Bunu fark eden Eva korkudan ne yapacağını şaşırıp, hemen uzaklaştı, “Şey...”
“Ne?” dedi Çınar onu belinden tutup kendine çekerken. Kızın kıpkırmızı olan yanaklarına baktıkça gülesi geliyordu.
“Bi-biri görecek.”
Başını eğip, gözlerine bakmaya çalışıyordu, “Eva... Konuştuk bunu ama. Sende ‘öpebilirsin’ demiştin.”
“Evet de ulu orta değil. Babam gelirse.”
“Bu saatte?” diye şaşkınlıkla sordu ona.
“Hem ne zaman geldin? Neden geleceğini söylemedin?”
“Son anda karar verdim. Ayrıca sürpriz olsun istedim. Gece yarısından sonra havaalanına gittim ve kalkan ilk uçağa atladım. Sabah yetiştim ve karşındayım.”
Eva kaşlarını çattı. “Saat üç.”
“Ya Poyraz amcamlar tesadüf kahvaltıya gelmişlerdi, benim geleceğimi kimse bilmiyordu. Görünce şaşırdılar tabi. Bir anda da bırakıp çıkamadım. Sabah dediğimde on bir falandı.”
Eva surat astı ve adama “İyi o zaman git amcanlarla vakit geçir,” diye çemkirip, ondan uzaklaştı.
“Eva saçmalıyorsun şuan. Hadi gidelim. Seni almaya geldim.”
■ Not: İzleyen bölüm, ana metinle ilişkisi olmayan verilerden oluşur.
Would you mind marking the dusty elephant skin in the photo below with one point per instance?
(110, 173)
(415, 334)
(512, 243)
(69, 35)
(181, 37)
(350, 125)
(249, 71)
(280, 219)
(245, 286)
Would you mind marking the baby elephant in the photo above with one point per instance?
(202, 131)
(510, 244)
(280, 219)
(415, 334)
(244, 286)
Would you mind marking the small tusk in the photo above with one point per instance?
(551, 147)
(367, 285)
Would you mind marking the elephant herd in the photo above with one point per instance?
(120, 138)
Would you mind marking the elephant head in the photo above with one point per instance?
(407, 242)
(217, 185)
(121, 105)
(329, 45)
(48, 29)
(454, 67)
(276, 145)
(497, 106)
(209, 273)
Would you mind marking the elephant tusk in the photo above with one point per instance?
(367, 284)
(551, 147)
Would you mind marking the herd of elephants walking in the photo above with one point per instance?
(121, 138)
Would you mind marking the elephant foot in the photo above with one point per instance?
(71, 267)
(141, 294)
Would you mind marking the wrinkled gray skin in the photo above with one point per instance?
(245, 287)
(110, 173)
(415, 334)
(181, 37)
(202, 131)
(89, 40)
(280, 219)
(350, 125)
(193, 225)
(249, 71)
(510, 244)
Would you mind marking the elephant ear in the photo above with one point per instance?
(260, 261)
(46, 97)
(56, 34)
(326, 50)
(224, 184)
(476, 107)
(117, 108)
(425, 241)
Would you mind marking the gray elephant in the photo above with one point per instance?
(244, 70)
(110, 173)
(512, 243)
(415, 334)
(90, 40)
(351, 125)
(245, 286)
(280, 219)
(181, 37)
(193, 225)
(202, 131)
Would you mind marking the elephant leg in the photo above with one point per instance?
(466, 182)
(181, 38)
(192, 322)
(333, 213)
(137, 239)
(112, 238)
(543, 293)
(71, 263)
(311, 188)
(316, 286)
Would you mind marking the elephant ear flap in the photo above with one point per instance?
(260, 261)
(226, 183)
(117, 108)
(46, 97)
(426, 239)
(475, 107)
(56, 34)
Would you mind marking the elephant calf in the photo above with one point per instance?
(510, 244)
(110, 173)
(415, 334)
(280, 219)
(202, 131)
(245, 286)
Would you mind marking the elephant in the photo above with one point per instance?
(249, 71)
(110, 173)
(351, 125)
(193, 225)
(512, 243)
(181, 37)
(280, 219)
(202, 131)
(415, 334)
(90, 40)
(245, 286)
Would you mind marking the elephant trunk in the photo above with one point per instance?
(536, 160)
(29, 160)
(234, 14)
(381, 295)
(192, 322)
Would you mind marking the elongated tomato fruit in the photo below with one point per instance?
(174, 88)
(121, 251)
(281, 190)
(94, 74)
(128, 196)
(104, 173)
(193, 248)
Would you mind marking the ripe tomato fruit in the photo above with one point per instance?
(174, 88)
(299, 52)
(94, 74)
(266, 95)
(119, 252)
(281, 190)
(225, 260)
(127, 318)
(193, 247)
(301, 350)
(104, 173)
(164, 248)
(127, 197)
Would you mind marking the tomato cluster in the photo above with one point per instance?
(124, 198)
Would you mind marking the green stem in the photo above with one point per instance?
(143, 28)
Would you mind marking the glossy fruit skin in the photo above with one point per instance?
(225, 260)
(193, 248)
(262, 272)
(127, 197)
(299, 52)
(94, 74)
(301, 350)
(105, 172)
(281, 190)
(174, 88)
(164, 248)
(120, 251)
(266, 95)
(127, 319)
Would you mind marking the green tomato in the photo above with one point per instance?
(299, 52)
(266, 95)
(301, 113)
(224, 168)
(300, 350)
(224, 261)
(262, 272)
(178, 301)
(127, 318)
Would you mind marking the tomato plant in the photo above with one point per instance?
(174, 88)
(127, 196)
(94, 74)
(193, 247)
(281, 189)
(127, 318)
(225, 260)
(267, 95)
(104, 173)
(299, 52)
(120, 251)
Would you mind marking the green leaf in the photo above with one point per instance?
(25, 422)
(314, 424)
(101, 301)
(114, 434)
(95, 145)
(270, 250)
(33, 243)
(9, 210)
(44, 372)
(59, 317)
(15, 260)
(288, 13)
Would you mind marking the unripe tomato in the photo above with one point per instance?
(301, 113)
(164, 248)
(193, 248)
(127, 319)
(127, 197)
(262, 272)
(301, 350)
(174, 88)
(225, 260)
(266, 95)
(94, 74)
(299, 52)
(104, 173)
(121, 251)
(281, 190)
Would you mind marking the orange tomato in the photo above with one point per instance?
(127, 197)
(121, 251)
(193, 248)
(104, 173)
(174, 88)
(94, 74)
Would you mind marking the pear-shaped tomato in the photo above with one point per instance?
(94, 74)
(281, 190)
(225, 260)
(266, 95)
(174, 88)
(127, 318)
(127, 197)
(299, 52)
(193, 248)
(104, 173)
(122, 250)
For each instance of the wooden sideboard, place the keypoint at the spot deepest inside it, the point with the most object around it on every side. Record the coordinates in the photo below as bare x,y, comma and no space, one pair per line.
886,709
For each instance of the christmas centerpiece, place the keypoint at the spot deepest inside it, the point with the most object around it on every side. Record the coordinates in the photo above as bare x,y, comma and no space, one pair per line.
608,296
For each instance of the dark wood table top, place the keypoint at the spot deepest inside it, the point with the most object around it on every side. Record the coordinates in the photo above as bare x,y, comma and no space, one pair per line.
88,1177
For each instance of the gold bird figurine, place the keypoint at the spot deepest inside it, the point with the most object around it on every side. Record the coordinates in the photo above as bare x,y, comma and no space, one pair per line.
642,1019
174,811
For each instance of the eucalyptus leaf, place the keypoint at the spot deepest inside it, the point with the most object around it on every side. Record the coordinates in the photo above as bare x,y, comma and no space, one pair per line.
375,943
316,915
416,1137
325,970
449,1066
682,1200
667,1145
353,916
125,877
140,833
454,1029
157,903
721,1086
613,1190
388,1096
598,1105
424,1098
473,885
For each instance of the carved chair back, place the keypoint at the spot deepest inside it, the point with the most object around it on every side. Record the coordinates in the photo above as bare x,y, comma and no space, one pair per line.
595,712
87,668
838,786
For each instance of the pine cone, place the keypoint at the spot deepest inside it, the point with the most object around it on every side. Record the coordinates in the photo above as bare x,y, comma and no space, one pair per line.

“İstemiyorum Çınar. Kaç saattir buradasın ama saatler sonra yanıma geliyorsun. Görüşürüz!” diyerek adama söz hakkı tanımadan koşarak eve geçti.
Çınar ise ardından ne hissedeceğini bilemedi. Şaşkındı, kızgındı, kırılmıştı. Yani karmakarışıktı...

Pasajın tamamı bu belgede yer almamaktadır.